If you ever wish to go to Cooperstown, New York and visit the National Baseball Hall of Fame – and wish to have the museum largely to yourself – I suggest a visit in early January, particularly during a brutal run of sub-zero temperatures. There were days that the only people in the hall of fame were myself, my frequent research partner Sean Gammon, and the museum staff. Hand on heart, we essentially had a multiday private viewing of one of the most famous sports museums in the world.
While Sean and I are hard at work on a couple of manuscripts based off of our time in Cooperstown, I thought I’d share a few stray observations about the National Baseball Hall of Fame:
– I was impressed at how the museum handled some of the more contentious debates in baseball, in particular PEDs, labour disputes, and Pete Rose. They provided space for visitors to express their views, and allowed museum guides to express their own opinions. There’s even signage early on in the exhibits that positions the museums approach to, in particular, PEDs.

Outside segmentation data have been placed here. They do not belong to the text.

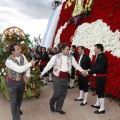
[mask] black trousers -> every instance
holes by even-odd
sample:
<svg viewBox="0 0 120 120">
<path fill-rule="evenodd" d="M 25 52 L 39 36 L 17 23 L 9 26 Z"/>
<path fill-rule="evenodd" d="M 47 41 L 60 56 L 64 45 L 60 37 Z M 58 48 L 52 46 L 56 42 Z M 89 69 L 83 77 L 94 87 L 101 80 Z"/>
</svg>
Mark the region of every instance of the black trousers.
<svg viewBox="0 0 120 120">
<path fill-rule="evenodd" d="M 50 106 L 56 104 L 56 110 L 61 111 L 68 91 L 68 78 L 53 77 L 53 96 L 50 99 Z"/>
<path fill-rule="evenodd" d="M 105 83 L 107 77 L 96 77 L 96 94 L 98 98 L 104 98 Z"/>
<path fill-rule="evenodd" d="M 78 74 L 78 86 L 79 90 L 88 92 L 88 77 L 84 77 L 83 75 Z"/>
<path fill-rule="evenodd" d="M 75 68 L 74 67 L 72 67 L 70 78 L 75 79 Z"/>
<path fill-rule="evenodd" d="M 45 68 L 46 65 L 40 65 L 40 72 L 43 71 L 43 69 Z M 48 73 L 45 73 L 44 74 L 44 77 L 47 77 L 48 76 Z"/>
</svg>

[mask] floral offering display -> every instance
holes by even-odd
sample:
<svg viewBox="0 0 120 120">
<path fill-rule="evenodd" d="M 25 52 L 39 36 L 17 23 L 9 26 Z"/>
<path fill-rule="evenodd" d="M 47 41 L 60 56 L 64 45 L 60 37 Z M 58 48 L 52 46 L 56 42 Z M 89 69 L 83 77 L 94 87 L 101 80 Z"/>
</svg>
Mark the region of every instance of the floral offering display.
<svg viewBox="0 0 120 120">
<path fill-rule="evenodd" d="M 89 0 L 83 0 L 89 1 Z M 72 16 L 75 8 L 74 0 L 66 0 L 63 3 L 60 19 L 55 33 L 54 45 L 68 43 L 69 45 L 87 48 L 94 63 L 94 45 L 103 44 L 105 54 L 108 57 L 108 75 L 105 92 L 120 99 L 120 0 L 94 0 L 89 16 L 80 21 L 66 24 Z M 95 78 L 90 76 L 91 87 L 95 88 Z"/>
</svg>

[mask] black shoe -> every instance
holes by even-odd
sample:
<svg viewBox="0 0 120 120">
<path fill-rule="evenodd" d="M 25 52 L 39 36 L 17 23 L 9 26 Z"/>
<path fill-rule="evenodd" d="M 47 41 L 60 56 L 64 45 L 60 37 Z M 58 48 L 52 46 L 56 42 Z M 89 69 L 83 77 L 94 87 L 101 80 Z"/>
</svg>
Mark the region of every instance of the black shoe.
<svg viewBox="0 0 120 120">
<path fill-rule="evenodd" d="M 91 107 L 94 107 L 94 108 L 100 109 L 100 106 L 94 106 L 94 105 L 91 105 Z"/>
<path fill-rule="evenodd" d="M 73 89 L 73 88 L 74 88 L 74 86 L 73 87 L 68 86 L 68 89 Z"/>
<path fill-rule="evenodd" d="M 62 111 L 62 110 L 60 110 L 60 111 L 57 111 L 57 110 L 56 110 L 56 112 L 59 112 L 60 114 L 65 114 L 65 112 Z"/>
<path fill-rule="evenodd" d="M 20 110 L 20 115 L 22 115 L 23 113 L 22 113 L 22 111 Z"/>
<path fill-rule="evenodd" d="M 86 104 L 87 104 L 87 102 L 86 102 L 86 103 L 81 103 L 80 105 L 81 105 L 81 106 L 84 106 L 84 105 L 86 105 Z"/>
<path fill-rule="evenodd" d="M 76 99 L 74 99 L 74 101 L 83 101 L 83 99 L 77 99 L 77 98 L 76 98 Z"/>
<path fill-rule="evenodd" d="M 105 110 L 103 110 L 103 111 L 96 110 L 94 113 L 95 114 L 105 114 Z"/>
<path fill-rule="evenodd" d="M 47 83 L 43 83 L 43 85 L 47 85 Z"/>
<path fill-rule="evenodd" d="M 50 106 L 50 110 L 51 110 L 52 112 L 55 112 L 55 108 L 54 108 L 53 106 Z"/>
</svg>

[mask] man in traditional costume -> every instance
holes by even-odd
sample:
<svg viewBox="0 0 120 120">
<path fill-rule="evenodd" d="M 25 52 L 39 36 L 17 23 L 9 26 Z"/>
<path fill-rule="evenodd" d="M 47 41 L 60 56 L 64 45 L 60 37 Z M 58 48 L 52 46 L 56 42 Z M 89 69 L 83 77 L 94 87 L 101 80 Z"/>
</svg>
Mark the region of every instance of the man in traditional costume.
<svg viewBox="0 0 120 120">
<path fill-rule="evenodd" d="M 105 113 L 104 89 L 107 80 L 108 58 L 103 53 L 103 51 L 104 51 L 104 47 L 102 44 L 95 45 L 96 60 L 94 62 L 94 65 L 91 66 L 91 68 L 87 72 L 89 75 L 93 74 L 96 77 L 97 100 L 94 105 L 91 105 L 91 107 L 98 109 L 94 112 L 95 114 Z"/>
<path fill-rule="evenodd" d="M 71 75 L 72 65 L 81 72 L 84 70 L 77 64 L 75 58 L 69 54 L 69 45 L 63 44 L 61 48 L 62 52 L 54 55 L 50 59 L 40 77 L 53 67 L 54 93 L 50 99 L 50 109 L 52 112 L 55 112 L 54 107 L 56 103 L 56 112 L 65 114 L 62 111 L 62 107 L 68 90 L 68 74 Z"/>
<path fill-rule="evenodd" d="M 37 61 L 31 60 L 29 63 L 26 57 L 21 54 L 21 48 L 17 44 L 9 47 L 10 57 L 6 60 L 7 67 L 7 88 L 10 96 L 10 105 L 13 120 L 20 120 L 22 111 L 20 106 L 24 93 L 24 72 L 26 79 L 30 79 L 30 67 Z"/>
<path fill-rule="evenodd" d="M 78 53 L 80 54 L 78 64 L 84 69 L 90 69 L 91 67 L 91 60 L 88 55 L 85 54 L 85 47 L 79 46 L 78 47 Z M 77 99 L 74 99 L 75 101 L 82 101 L 80 104 L 81 106 L 84 106 L 87 104 L 87 98 L 88 98 L 88 76 L 83 76 L 81 72 L 78 71 L 78 86 L 80 95 Z"/>
</svg>

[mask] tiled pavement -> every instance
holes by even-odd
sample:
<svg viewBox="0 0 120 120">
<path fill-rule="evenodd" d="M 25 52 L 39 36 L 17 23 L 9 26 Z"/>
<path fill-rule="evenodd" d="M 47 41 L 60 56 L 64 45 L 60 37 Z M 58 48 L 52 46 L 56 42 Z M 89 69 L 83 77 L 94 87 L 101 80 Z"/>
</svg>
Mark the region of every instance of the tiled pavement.
<svg viewBox="0 0 120 120">
<path fill-rule="evenodd" d="M 96 100 L 96 97 L 92 95 L 93 92 L 89 92 L 86 106 L 80 106 L 80 102 L 74 101 L 79 94 L 77 85 L 74 89 L 68 90 L 63 106 L 66 114 L 52 113 L 49 109 L 52 92 L 52 83 L 48 83 L 42 88 L 39 99 L 35 97 L 24 99 L 21 107 L 23 111 L 21 120 L 120 120 L 120 101 L 111 102 L 111 98 L 106 98 L 106 113 L 96 115 L 94 114 L 96 109 L 91 107 Z M 12 120 L 9 101 L 2 94 L 0 94 L 0 120 Z"/>
</svg>

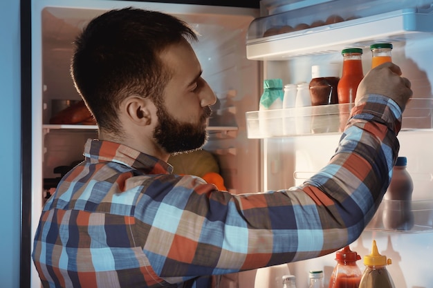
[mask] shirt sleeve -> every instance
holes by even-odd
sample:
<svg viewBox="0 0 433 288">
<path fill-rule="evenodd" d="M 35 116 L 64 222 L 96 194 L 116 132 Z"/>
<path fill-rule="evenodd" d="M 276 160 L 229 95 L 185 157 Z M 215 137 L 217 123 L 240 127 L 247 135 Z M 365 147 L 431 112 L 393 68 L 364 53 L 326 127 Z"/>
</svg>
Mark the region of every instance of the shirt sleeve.
<svg viewBox="0 0 433 288">
<path fill-rule="evenodd" d="M 401 114 L 387 97 L 366 97 L 329 163 L 299 187 L 232 195 L 199 177 L 176 178 L 146 210 L 152 215 L 140 216 L 151 219 L 143 246 L 152 268 L 172 282 L 315 258 L 351 243 L 389 183 Z"/>
</svg>

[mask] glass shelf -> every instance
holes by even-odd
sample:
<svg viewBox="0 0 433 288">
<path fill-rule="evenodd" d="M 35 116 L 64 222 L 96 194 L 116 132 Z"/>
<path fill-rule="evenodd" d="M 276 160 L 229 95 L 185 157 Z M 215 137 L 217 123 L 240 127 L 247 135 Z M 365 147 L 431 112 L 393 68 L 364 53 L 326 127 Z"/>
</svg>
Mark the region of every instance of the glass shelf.
<svg viewBox="0 0 433 288">
<path fill-rule="evenodd" d="M 432 233 L 433 200 L 384 200 L 366 229 L 404 233 Z"/>
<path fill-rule="evenodd" d="M 341 133 L 353 104 L 246 113 L 248 137 L 263 139 Z M 433 128 L 433 99 L 412 98 L 403 113 L 402 131 Z"/>
<path fill-rule="evenodd" d="M 429 2 L 347 0 L 312 5 L 311 1 L 297 1 L 286 7 L 286 12 L 251 23 L 247 58 L 284 61 L 339 52 L 343 47 L 365 48 L 377 41 L 425 37 L 425 32 L 433 32 L 433 7 Z"/>
</svg>

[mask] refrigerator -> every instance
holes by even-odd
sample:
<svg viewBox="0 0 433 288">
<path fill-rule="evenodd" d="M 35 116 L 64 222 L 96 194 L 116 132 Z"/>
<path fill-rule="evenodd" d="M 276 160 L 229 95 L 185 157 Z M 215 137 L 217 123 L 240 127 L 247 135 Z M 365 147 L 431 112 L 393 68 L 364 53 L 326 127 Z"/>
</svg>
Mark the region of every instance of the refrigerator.
<svg viewBox="0 0 433 288">
<path fill-rule="evenodd" d="M 98 137 L 96 126 L 50 124 L 55 112 L 80 99 L 69 73 L 72 42 L 89 19 L 127 6 L 172 14 L 200 34 L 193 47 L 203 78 L 217 97 L 209 123 L 210 139 L 203 148 L 216 157 L 225 186 L 234 194 L 301 184 L 326 165 L 341 136 L 335 125 L 339 121 L 338 105 L 259 113 L 264 79 L 308 83 L 312 66 L 342 65 L 341 50 L 348 46 L 362 48 L 365 74 L 371 66 L 370 44 L 391 42 L 393 61 L 401 67 L 414 90 L 398 140 L 399 155 L 407 157 L 414 180 L 415 224 L 409 231 L 386 229 L 380 208 L 350 247 L 363 256 L 370 253 L 375 240 L 379 252 L 392 259 L 387 268 L 396 287 L 433 287 L 430 262 L 433 258 L 433 1 L 427 0 L 261 0 L 259 9 L 107 0 L 32 1 L 32 165 L 30 176 L 24 179 L 31 183 L 31 212 L 24 220 L 29 222 L 32 241 L 44 201 L 65 171 L 83 160 L 86 140 Z M 264 35 L 270 28 L 309 26 L 335 15 L 343 21 Z M 277 132 L 264 133 L 264 122 Z M 302 133 L 284 129 L 300 124 L 310 128 Z M 312 128 L 317 124 L 329 128 L 317 132 Z M 334 258 L 331 253 L 288 263 L 286 269 L 296 276 L 298 288 L 308 287 L 308 271 L 322 270 L 326 287 L 336 265 Z M 21 261 L 30 262 L 29 285 L 39 287 L 30 255 L 24 253 Z M 362 260 L 358 265 L 362 271 Z M 26 273 L 21 271 L 21 278 Z M 257 273 L 252 270 L 237 274 L 237 287 L 254 287 Z M 264 281 L 255 287 L 259 285 L 274 288 Z"/>
</svg>

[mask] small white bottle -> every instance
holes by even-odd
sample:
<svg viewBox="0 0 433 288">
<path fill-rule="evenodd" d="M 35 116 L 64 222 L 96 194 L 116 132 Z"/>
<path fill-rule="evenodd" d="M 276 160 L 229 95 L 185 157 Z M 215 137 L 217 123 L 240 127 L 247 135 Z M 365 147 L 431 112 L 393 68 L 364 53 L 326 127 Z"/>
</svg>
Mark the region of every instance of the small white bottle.
<svg viewBox="0 0 433 288">
<path fill-rule="evenodd" d="M 308 83 L 297 85 L 295 109 L 295 127 L 297 135 L 310 134 L 311 132 L 311 111 L 303 107 L 311 106 L 311 97 Z"/>
<path fill-rule="evenodd" d="M 284 97 L 283 97 L 283 108 L 295 107 L 296 102 L 296 93 L 297 92 L 296 84 L 284 85 Z"/>
<path fill-rule="evenodd" d="M 324 288 L 323 271 L 322 270 L 310 271 L 308 278 L 310 278 L 308 288 Z"/>
<path fill-rule="evenodd" d="M 258 269 L 254 282 L 255 288 L 280 287 L 283 276 L 290 275 L 287 264 Z"/>
<path fill-rule="evenodd" d="M 283 98 L 283 135 L 291 136 L 296 133 L 295 111 L 295 102 L 297 87 L 296 84 L 284 85 L 284 97 Z"/>
<path fill-rule="evenodd" d="M 294 275 L 283 276 L 283 288 L 296 288 L 296 278 Z"/>
</svg>

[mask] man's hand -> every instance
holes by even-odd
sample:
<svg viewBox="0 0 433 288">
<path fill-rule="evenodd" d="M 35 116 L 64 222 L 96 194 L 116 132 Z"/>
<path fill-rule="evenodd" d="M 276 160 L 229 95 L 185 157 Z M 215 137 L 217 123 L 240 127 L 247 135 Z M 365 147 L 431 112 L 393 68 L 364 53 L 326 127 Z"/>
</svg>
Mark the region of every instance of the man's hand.
<svg viewBox="0 0 433 288">
<path fill-rule="evenodd" d="M 379 94 L 394 100 L 403 111 L 412 90 L 410 81 L 401 74 L 400 67 L 391 62 L 371 69 L 358 87 L 356 104 L 369 94 Z"/>
</svg>

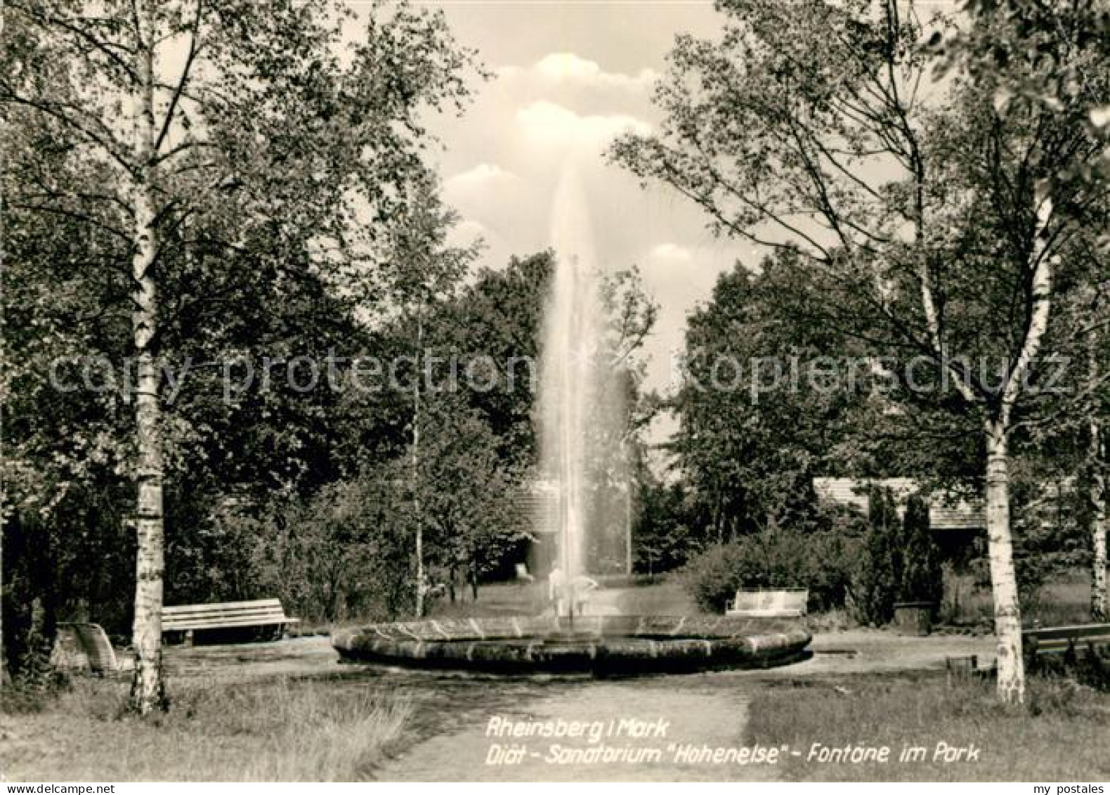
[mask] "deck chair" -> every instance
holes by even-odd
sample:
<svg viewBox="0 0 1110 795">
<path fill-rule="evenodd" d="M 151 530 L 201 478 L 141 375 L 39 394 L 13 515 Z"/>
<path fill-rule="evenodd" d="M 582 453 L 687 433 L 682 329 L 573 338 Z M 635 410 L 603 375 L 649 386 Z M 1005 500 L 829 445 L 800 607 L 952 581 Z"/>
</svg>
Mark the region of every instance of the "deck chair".
<svg viewBox="0 0 1110 795">
<path fill-rule="evenodd" d="M 72 630 L 77 642 L 89 658 L 89 670 L 94 674 L 115 673 L 120 670 L 120 661 L 115 658 L 115 650 L 104 634 L 100 624 L 73 622 L 59 624 L 60 627 Z"/>
</svg>

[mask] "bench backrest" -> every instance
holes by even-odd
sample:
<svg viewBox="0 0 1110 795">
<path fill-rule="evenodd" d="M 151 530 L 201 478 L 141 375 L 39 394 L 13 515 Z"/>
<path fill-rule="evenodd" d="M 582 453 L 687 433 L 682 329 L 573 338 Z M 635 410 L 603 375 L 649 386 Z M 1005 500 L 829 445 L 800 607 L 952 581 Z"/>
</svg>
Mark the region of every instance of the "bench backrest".
<svg viewBox="0 0 1110 795">
<path fill-rule="evenodd" d="M 203 630 L 212 627 L 254 626 L 291 621 L 282 610 L 281 600 L 183 604 L 162 608 L 162 630 Z"/>
<path fill-rule="evenodd" d="M 791 588 L 784 591 L 737 591 L 733 610 L 800 611 L 806 612 L 809 591 Z"/>
<path fill-rule="evenodd" d="M 1046 626 L 1036 630 L 1022 630 L 1023 637 L 1037 641 L 1070 641 L 1083 638 L 1110 637 L 1110 624 L 1076 624 L 1073 626 Z"/>
</svg>

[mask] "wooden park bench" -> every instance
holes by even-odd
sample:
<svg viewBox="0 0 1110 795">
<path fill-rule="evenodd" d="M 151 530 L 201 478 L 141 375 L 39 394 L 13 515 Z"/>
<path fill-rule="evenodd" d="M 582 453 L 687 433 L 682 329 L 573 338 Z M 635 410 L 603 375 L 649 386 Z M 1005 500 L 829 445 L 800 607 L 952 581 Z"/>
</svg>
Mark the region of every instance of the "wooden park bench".
<svg viewBox="0 0 1110 795">
<path fill-rule="evenodd" d="M 185 635 L 185 643 L 192 642 L 195 630 L 273 626 L 278 633 L 282 633 L 286 626 L 299 621 L 285 615 L 281 600 L 275 598 L 183 604 L 162 608 L 162 632 L 182 632 Z"/>
<path fill-rule="evenodd" d="M 736 598 L 725 606 L 725 614 L 747 618 L 800 618 L 806 614 L 808 602 L 807 588 L 737 591 Z"/>
<path fill-rule="evenodd" d="M 1021 632 L 1021 646 L 1027 657 L 1040 654 L 1074 654 L 1088 647 L 1110 645 L 1110 624 L 1076 624 L 1046 626 Z"/>
</svg>

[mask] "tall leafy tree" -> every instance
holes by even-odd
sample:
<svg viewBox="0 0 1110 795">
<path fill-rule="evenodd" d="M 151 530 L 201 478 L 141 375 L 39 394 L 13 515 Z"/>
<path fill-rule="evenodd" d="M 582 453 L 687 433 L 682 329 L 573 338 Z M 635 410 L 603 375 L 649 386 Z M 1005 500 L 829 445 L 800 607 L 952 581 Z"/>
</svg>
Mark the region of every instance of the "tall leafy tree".
<svg viewBox="0 0 1110 795">
<path fill-rule="evenodd" d="M 11 205 L 111 234 L 117 246 L 97 266 L 127 265 L 131 701 L 148 713 L 164 703 L 162 338 L 171 310 L 186 309 L 167 288 L 205 250 L 261 260 L 292 250 L 337 274 L 364 270 L 376 230 L 423 170 L 420 113 L 465 95 L 468 53 L 441 14 L 405 6 L 375 6 L 346 53 L 341 4 L 53 0 L 6 11 L 0 102 L 17 124 L 50 125 L 87 177 L 23 183 Z"/>
<path fill-rule="evenodd" d="M 1015 47 L 1002 68 L 965 59 L 932 81 L 919 42 L 951 22 L 914 3 L 718 7 L 720 39 L 680 37 L 672 53 L 660 132 L 625 137 L 615 157 L 719 232 L 797 250 L 833 290 L 815 316 L 904 361 L 924 356 L 950 386 L 932 405 L 955 393 L 951 416 L 981 444 L 998 690 L 1020 701 L 1010 443 L 1077 234 L 1104 218 L 1097 183 L 1072 177 L 1102 153 L 1088 118 L 1108 91 L 1097 37 L 1071 23 L 1071 6 L 1052 7 L 1060 60 Z M 1022 41 L 1001 13 L 968 24 L 977 40 Z M 1072 99 L 997 101 L 1030 76 L 1063 77 L 1061 64 L 1087 78 Z"/>
</svg>

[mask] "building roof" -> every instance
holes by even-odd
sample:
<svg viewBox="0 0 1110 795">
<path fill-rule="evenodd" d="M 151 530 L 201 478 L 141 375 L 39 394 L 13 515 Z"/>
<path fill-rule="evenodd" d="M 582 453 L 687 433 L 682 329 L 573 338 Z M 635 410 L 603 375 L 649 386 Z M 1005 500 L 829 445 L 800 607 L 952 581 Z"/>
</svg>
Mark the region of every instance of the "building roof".
<svg viewBox="0 0 1110 795">
<path fill-rule="evenodd" d="M 867 511 L 867 490 L 869 486 L 888 487 L 898 501 L 899 506 L 919 487 L 912 477 L 815 477 L 814 490 L 817 499 Z M 980 530 L 987 526 L 981 500 L 935 491 L 929 495 L 929 526 L 934 530 Z"/>
</svg>

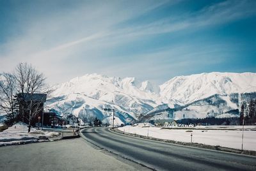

– Visiting the museum, ironically, made me interested in learning more about Negro Leagues baseball. That said, the section on African-Americans in baseball was a bit sparse, and seemed to suggest that racism in baseball ended in 1953.
– Some of the more surprising artefacts I noticed in the collection included items from Marvin Miller and Curt Flood, buttons made by fans protesting labour disruptions, a copy of Jim Bouton’s Ball Four, a copy of the Mitchell Report, and a Detroit Tigers pride cap.
– Guides told us that Ichrio often visits the museum and is one of its most generous patrons.
– There are very few mentions of death in the museum. Only the exhibits about stadiums, interestingly enough, had dates of “death”.
– The hall of fame section is like a mosoleum. People speak in hushed tones. It is also warmer than any other section of the museum.
– I found it interesting that the only two players who had individual exhibits were Babe Ruth and Hank Aaron. I was expecting one for Jackie Robinson.
– I think my favourite part of the museum was the exhibit about stadiums (“Sacred Ground”). The interpretive panels were very well written (with some remarkable observations about nostalgia and topophilia), and was the one section of the museum that really addressed the traditions and rituals of baseball spectating.
– My favourite artefact was the Barry Bonds “asterisk” home run record ball.
– It is well worth a visit, though I think my experience was unique given the time of year. The place must feel claustrophobic in the middle of summer.